Where to Watch: Netflix
‘The Last of Us’
This video game adaptation about a mass fungal infection that causes American society to collapse is great as a whole, but its third episode, “Long, Long Time,” tells a tender, gripping, and ultimately devastating story of one unlikely love that blooms amid post-apocalyptic destruction. While the overall series focuses on the adventures of smuggler Joel (Pedro Pascal) escorting immune teen Ellie (Bella Ramsey) across the country, this stand-alone dives into the fate of survivalist Bill (Nick Offerman), who had intended to ride out the pandemic on his own after his suburban neighborhood was evacuated, but finds himself falling in love with a trespasser he reluctantly helps, Frank (Murray Bartlett).
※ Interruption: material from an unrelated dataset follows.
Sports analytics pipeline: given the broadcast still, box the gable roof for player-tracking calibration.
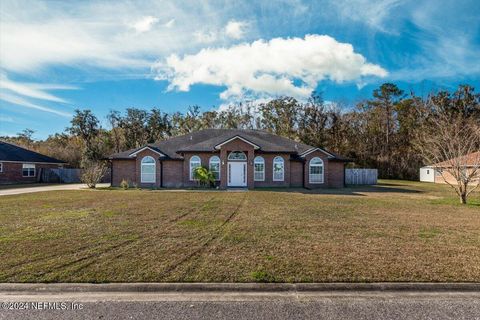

We see their love transform them both over 20 years, making a surprisingly beautiful life together amid the destruction. This is more than a tearjerker; it’s a heaving-sobs-jerker. The good news: You can watch it as a standalone, whether or not you want to commit to the entire series.
Where to Watch: Max
‘Orange Is the New Black’
The intense relationship between the entitled New Yorker Piper (Taylor Schilling) and her on-again, off-again girlfriend Alex (Laura Prepon) fuels the entire series: Piper lands in prison with Alex after transporting a suitcase full of drug money for her. The fact that Piper has gotten engaged to a man in the meantime is no match for their volatile passion for many reasons, including the fact that fiancé Larry (Jason Biggs) is very boring, Alex is very charismatic, and the two women are literally locked up together. The show’s explosive success not only kicked off the Streaming Era as Netflix’s breakthrough binge-watch, it also marked a watershed for queer women on television, with several kinds of relationships taking the spotlight throughout its run and trans Black actress Laverne Cox becoming a major star.
Where to Watch: Netflix
‘Six Feet Under’
Before The L Word, before Grey’s Anatomy, before Modern Family, there were David and Keith on HBO’s brilliant funeral home family drama Six Feet Under. From the beginning, with the show’s 2001 premiere, a still-closeted, very uptight David is dating the smoldering, temperamental cop Keith. As David comes out and the two come into their own as a couple, they struggle with universal problems—they learn “I-statement” communication at therapy and dabble in non-monogamy—but also take viewers into gay culture—clubs, choir, and brunches where either or both don’t necessarily fit in. Were they good for each other? Maybe not, but they were a fascinating and complex—and very grown-up—portrait of adult couplehood.